More importantly, I want to disavow anyone thinking that frequency or the act of asking is the lever of success. People do not give because we ask. Creating a “journey” whose principle decisioning “tool” is how many times is like building a house based entirely on the number of windows.
There are lots of donors on your file – at least the mode if not plurality – who only give once per year. They won’t modify this behavior no matter how often you ask. Check that, they may quit giving entirely if it becomes too annoying.
If you could get the average gift per donor on your file to be 2x you’d be a rockstar as would your charity. Does anyone think the path to get there is increase the number of asks in an increasing number of channels? What about a dedicated effort to ask people to auto-renew for their 1x gift per year for all those who have already demonstrated this is their preference? In exchange, you stop all the other soliciting.

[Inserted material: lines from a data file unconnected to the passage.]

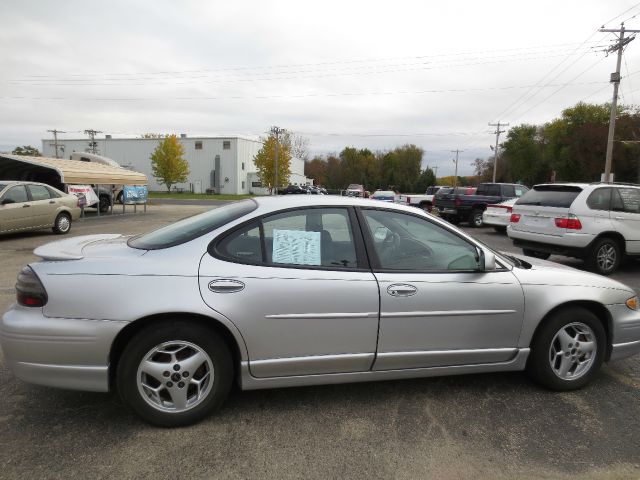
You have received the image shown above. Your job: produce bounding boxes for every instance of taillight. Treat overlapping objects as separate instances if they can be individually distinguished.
[406,196,411,204]
[16,266,48,307]
[510,213,521,223]
[555,215,582,230]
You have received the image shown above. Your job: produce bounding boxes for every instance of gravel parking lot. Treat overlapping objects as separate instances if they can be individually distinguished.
[0,204,639,479]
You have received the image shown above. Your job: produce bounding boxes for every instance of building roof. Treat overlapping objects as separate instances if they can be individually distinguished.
[0,154,147,185]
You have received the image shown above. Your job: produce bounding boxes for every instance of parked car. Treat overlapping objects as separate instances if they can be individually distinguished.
[483,198,518,232]
[508,182,640,275]
[278,184,308,195]
[345,184,365,197]
[3,196,639,427]
[0,181,81,235]
[370,190,396,202]
[432,186,476,217]
[436,183,528,227]
[397,185,449,211]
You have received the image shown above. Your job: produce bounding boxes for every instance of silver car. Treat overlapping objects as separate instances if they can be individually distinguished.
[2,196,640,427]
[0,181,81,235]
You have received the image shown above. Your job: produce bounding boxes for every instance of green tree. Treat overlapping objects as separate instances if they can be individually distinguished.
[254,133,292,192]
[150,134,190,192]
[502,124,549,185]
[415,168,437,192]
[12,145,41,156]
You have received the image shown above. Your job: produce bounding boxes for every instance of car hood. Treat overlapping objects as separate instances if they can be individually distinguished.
[503,252,635,295]
[34,234,145,261]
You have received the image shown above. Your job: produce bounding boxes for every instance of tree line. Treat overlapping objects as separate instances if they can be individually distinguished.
[304,144,436,192]
[475,102,640,186]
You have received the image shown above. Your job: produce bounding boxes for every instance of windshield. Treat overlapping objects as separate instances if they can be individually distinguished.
[0,183,8,192]
[128,199,257,249]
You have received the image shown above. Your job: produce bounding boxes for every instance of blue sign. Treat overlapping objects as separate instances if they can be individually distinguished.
[123,185,148,204]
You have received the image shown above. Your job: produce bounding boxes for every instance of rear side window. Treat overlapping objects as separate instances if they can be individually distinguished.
[612,188,640,213]
[516,186,582,208]
[128,199,257,249]
[502,185,515,197]
[586,188,611,211]
[28,185,51,201]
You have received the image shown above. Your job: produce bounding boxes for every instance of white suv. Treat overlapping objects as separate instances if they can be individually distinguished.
[507,183,640,275]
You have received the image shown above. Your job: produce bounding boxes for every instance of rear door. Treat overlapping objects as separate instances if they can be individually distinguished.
[511,185,583,237]
[611,187,640,254]
[26,184,56,228]
[199,206,380,378]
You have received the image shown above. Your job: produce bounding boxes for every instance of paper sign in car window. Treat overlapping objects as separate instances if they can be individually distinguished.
[272,229,321,265]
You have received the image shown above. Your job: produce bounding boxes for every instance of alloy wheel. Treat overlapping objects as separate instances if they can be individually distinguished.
[596,243,617,273]
[548,322,597,381]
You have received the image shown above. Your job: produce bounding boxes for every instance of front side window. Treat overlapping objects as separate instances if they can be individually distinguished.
[216,208,358,269]
[28,185,51,201]
[362,209,479,271]
[2,185,28,203]
[514,185,528,197]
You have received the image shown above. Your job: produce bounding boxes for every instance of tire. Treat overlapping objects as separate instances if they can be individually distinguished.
[116,192,123,204]
[99,196,110,213]
[522,249,551,260]
[588,237,621,275]
[470,209,484,228]
[117,321,233,427]
[527,307,605,391]
[420,202,432,212]
[52,212,71,234]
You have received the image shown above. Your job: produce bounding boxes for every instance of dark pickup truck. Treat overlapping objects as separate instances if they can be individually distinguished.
[435,182,529,227]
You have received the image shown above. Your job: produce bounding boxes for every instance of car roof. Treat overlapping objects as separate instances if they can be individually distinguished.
[252,194,412,213]
[532,182,590,189]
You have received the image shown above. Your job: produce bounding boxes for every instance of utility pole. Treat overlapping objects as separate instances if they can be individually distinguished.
[489,122,508,183]
[270,126,286,195]
[47,129,65,158]
[451,149,463,188]
[84,129,102,154]
[599,23,640,183]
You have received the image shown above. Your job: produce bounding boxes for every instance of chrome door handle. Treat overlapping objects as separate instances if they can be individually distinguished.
[49,200,56,204]
[387,283,418,297]
[22,204,30,208]
[208,279,245,293]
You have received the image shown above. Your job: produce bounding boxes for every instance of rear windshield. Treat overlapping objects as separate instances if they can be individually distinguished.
[516,185,582,208]
[128,199,257,249]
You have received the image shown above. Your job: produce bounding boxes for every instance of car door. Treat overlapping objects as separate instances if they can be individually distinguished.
[359,208,525,371]
[611,187,640,254]
[199,206,380,378]
[26,184,56,228]
[0,185,31,233]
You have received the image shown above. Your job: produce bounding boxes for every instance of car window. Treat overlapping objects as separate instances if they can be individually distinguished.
[28,185,51,201]
[502,185,515,197]
[516,185,582,208]
[128,199,257,249]
[586,187,612,211]
[2,185,28,203]
[362,209,479,271]
[217,208,359,269]
[514,185,528,197]
[612,188,640,213]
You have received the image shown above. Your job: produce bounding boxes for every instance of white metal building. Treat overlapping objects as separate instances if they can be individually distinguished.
[41,135,311,194]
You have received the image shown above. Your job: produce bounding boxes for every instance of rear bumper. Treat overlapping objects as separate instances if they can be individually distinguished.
[0,304,127,392]
[508,229,594,257]
[483,212,510,227]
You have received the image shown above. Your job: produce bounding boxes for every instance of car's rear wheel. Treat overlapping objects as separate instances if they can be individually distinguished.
[527,307,605,391]
[522,249,551,260]
[52,212,71,234]
[470,209,484,228]
[117,321,233,427]
[99,195,110,213]
[588,237,621,275]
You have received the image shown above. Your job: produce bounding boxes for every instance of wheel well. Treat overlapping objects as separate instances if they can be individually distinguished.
[108,312,243,391]
[419,201,432,207]
[591,232,626,255]
[473,204,486,212]
[529,301,613,361]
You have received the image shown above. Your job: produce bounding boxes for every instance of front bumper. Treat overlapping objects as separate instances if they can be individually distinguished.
[0,304,127,392]
[609,303,640,362]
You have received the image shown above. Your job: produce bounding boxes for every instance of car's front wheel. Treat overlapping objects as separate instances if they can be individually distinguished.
[117,321,233,427]
[588,237,621,275]
[527,307,605,391]
[52,212,71,234]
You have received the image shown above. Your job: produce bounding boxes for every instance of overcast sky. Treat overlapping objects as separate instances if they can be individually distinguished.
[1,0,639,176]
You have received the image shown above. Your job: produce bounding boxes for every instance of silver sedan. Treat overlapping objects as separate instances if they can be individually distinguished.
[2,196,640,427]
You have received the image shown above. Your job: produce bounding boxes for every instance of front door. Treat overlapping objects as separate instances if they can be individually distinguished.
[360,208,525,371]
[0,185,32,233]
[199,207,380,377]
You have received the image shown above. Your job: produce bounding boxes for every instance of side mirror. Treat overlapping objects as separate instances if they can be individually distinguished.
[475,247,496,271]
[1,198,15,205]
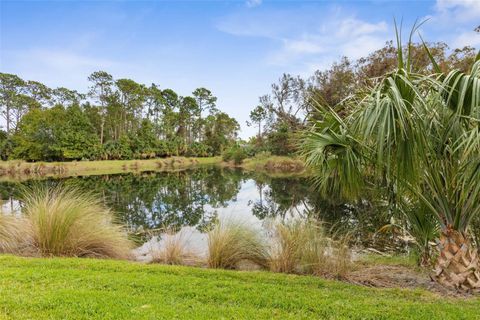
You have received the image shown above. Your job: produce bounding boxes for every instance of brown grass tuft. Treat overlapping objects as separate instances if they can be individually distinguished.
[0,214,25,253]
[207,220,268,269]
[151,229,199,266]
[22,186,133,259]
[268,219,352,278]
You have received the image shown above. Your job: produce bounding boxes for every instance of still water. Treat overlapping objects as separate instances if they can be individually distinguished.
[0,166,401,250]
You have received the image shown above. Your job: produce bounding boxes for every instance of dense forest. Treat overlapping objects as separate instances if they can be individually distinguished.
[247,41,477,155]
[0,41,476,162]
[0,72,239,161]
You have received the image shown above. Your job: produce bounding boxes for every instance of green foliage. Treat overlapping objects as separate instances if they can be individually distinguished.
[232,149,248,165]
[11,107,63,161]
[0,130,14,160]
[11,105,99,161]
[0,72,240,161]
[129,119,159,159]
[204,112,240,155]
[222,145,248,165]
[101,136,133,160]
[266,121,297,156]
[186,142,211,157]
[250,40,477,157]
[54,104,99,160]
[302,29,480,262]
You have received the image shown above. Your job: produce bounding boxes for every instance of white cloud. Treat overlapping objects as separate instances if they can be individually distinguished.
[435,0,480,22]
[424,0,480,48]
[452,30,480,47]
[246,0,262,8]
[341,35,387,59]
[216,10,297,38]
[218,8,388,72]
[336,18,387,37]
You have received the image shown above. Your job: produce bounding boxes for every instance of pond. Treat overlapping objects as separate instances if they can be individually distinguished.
[0,166,405,251]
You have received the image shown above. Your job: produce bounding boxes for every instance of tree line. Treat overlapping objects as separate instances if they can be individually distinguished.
[247,41,477,155]
[0,71,239,161]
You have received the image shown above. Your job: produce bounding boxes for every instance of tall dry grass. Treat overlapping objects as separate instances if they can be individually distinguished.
[151,229,199,266]
[207,220,268,269]
[0,214,24,253]
[268,219,352,278]
[267,220,310,273]
[21,186,133,259]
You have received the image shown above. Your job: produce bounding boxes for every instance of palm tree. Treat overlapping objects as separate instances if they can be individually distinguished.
[302,26,480,291]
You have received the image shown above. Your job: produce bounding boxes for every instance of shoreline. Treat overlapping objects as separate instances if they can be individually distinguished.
[0,157,222,182]
[0,156,308,181]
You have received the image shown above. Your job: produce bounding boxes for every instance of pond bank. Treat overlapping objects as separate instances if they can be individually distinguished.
[0,156,307,181]
[0,157,222,181]
[0,255,478,319]
[223,156,308,176]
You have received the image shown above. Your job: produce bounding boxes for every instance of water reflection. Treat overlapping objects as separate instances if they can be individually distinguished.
[0,167,399,249]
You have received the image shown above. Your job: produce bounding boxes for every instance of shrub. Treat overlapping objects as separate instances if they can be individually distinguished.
[186,142,211,157]
[22,186,133,259]
[222,148,233,162]
[102,136,133,160]
[266,121,298,155]
[222,146,248,165]
[232,148,247,165]
[253,151,272,160]
[207,220,268,269]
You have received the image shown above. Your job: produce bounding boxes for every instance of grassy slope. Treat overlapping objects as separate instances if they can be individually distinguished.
[0,157,221,181]
[0,156,307,181]
[0,256,478,320]
[240,156,308,177]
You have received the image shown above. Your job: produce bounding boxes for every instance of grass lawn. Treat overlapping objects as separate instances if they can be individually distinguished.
[0,256,478,319]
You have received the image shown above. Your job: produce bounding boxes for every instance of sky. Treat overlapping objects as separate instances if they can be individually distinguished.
[1,0,479,138]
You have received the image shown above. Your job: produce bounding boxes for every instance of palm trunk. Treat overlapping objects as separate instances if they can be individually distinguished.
[433,228,480,292]
[418,243,433,268]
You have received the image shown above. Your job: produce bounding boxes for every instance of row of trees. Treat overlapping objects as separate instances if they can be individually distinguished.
[248,41,478,155]
[0,72,239,161]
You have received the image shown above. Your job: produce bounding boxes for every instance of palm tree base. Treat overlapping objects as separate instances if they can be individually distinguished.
[433,229,480,292]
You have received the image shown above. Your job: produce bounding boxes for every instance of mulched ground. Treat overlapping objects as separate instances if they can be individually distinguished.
[345,265,470,297]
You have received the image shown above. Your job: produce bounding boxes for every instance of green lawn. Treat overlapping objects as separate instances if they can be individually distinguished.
[0,256,478,319]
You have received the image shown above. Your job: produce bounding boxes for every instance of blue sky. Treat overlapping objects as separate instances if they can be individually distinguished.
[1,0,479,138]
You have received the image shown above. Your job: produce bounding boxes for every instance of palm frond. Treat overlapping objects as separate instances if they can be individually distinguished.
[302,23,480,238]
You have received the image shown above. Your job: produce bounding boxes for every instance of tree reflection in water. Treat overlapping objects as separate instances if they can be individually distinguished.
[2,166,476,251]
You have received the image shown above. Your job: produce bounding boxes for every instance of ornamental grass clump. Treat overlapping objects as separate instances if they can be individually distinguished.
[0,214,24,254]
[268,219,352,278]
[207,220,268,269]
[22,186,133,259]
[151,229,199,266]
[268,220,308,274]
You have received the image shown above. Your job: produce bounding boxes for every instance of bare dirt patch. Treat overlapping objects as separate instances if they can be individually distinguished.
[346,265,471,297]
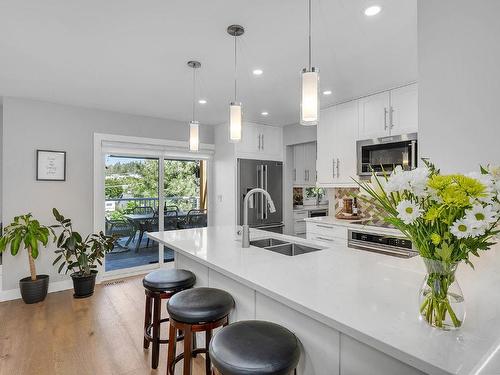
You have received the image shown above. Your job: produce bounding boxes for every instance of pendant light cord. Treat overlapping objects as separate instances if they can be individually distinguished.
[308,0,312,70]
[192,67,196,122]
[234,35,237,102]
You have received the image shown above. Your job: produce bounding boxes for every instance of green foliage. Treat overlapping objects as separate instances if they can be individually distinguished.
[104,158,201,212]
[0,214,55,259]
[52,208,116,276]
[0,213,55,279]
[104,177,124,199]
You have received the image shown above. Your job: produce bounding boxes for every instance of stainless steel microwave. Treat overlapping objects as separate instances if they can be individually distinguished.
[356,133,418,176]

Some cohort will certainly consider going from 1x to 2x per year on auto-renew, especially newer folks who haven’t established a behavioral pattern with you yet.
More important than all this, there is science around ‘cadence’ (pulsing, not always one) and ‘channel’ (modality really, 3 to 4 modes per “on” period if pulsing) that must be factored in to journey development and lastly, puttting everyone into one size fits all messaging rather than messaging to their motivation is like building that same house, determined by windows, to everyone.
Good points, and thanks for the clarity. Truly one size never fits all and plenty of our patrons have let us know they prefer one appeal per year, which we honor. I’m also thinking back to your post on the Awareness Problem, and agree that we need to be in front of our prospects simply to remind them of the need and how they can help. So I feel a bit more versus a bit less ensures we are in front of the vast majority of our prospects when they are ready to give – share of wallet follows share of mind, right?
hi Tom, yes share of wallet does follow share of mind and agree that most of the value of every single appeal or communication or ad is about brand building, which is mostly a function of creating distinct mental associations. The challenge for most charities, big and small, is that they are only marketing, advertising and fundraising to a very tiny subset of the “in-market” audience because of list swap, co-op modeling, uploading of names to create look-alikes and all the other machinations that have us taking in each other’s dirty laundry.
This may be a valuable study for the larger nonprofits that have a communications department and a fundraising team and are already sending out lots and lots of messages. Yet there are thousands of small-to-medium-size nonprofits that have neither, and they send out “asks” once or twice a year. For them, more is more, as long as they are sending out letters, emails, etc., that donors and prospects actually want to read!